You’d have thought that a great prophet would have been able to warn her own family that they needed to move house, or else they’d all go into the belly of a maw-mouth. And the only reason they wouldn’t was because I was here to rescue them, the child they’d betrayed for nothing but a false prophecy: she will bring death and destruction to all the enclaves of the world, and now here was a maw-mouth at their gates that one of those enclaves had sent out into the world to roam freely, and if I hadn’t been here to destroy it—
I stood there a long, blank moment staring at the maw-mouth as it probed at the gates, trying to poke its way inside. It wasn’t anywhere as big as Patience, or even the one I’d killed in London, but it was bigger than the one I’d killed in the library. Loads bigger than the little one I’d killed at graduation. But then, Bangkok and Salta had been young enclaves. There probably hadn’t been more than two hundred wizards in Salta when the whole place had gone down, taking all of them with it.
I took my phone out of my pocket and turned it back on. It started piling up notifications in stacks, but I ignored them all and called Ibrahim. “El!” he said, picking up instantly; I heard a background babble of voices pick up round him at once. “El, where are you?
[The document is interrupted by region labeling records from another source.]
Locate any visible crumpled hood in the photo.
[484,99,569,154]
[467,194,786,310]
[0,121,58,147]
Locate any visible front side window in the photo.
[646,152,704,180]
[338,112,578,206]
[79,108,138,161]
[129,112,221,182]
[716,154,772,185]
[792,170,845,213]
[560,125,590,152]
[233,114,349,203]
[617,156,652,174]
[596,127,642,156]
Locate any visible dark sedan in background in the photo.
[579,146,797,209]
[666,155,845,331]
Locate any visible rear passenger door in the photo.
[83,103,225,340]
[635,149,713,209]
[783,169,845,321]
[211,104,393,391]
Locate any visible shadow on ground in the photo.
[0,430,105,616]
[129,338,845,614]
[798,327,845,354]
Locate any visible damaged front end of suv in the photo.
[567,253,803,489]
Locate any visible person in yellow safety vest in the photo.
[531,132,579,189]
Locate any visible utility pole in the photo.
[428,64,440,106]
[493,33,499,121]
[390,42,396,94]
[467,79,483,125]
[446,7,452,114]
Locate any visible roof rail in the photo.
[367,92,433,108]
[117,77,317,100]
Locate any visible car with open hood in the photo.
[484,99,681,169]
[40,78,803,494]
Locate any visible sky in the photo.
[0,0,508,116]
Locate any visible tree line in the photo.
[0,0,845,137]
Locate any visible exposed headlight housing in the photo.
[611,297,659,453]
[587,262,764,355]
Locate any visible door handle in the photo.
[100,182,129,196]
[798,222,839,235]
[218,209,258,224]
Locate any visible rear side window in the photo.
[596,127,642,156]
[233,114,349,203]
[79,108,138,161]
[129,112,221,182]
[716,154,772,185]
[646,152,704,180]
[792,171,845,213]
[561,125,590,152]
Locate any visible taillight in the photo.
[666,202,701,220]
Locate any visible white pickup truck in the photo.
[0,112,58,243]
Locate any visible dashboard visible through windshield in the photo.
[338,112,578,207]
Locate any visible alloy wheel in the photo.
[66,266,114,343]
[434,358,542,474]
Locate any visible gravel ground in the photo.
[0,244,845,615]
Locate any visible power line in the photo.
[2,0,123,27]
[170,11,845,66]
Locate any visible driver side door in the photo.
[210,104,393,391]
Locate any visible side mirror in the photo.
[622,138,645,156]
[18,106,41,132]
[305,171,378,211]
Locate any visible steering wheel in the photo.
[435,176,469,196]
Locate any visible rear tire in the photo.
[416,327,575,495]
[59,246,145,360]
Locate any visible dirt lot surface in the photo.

We’ve all been worried, are you all right? Everyone wants to thank—”
“The attack’s about to happen,” I said. “I don’t know how well the new foundation will hold. You’ve got half an hour to get clear.”
“What?” he said. “El, how do you know? El!”
“Sorry,” I said. I hung up and turned the mobile off again, and sat down on a rock to wait for half an hour before I destroyed the maw-mouth, the maw-mouth that had been made forty years ago, in the dark, in Dubai enclave.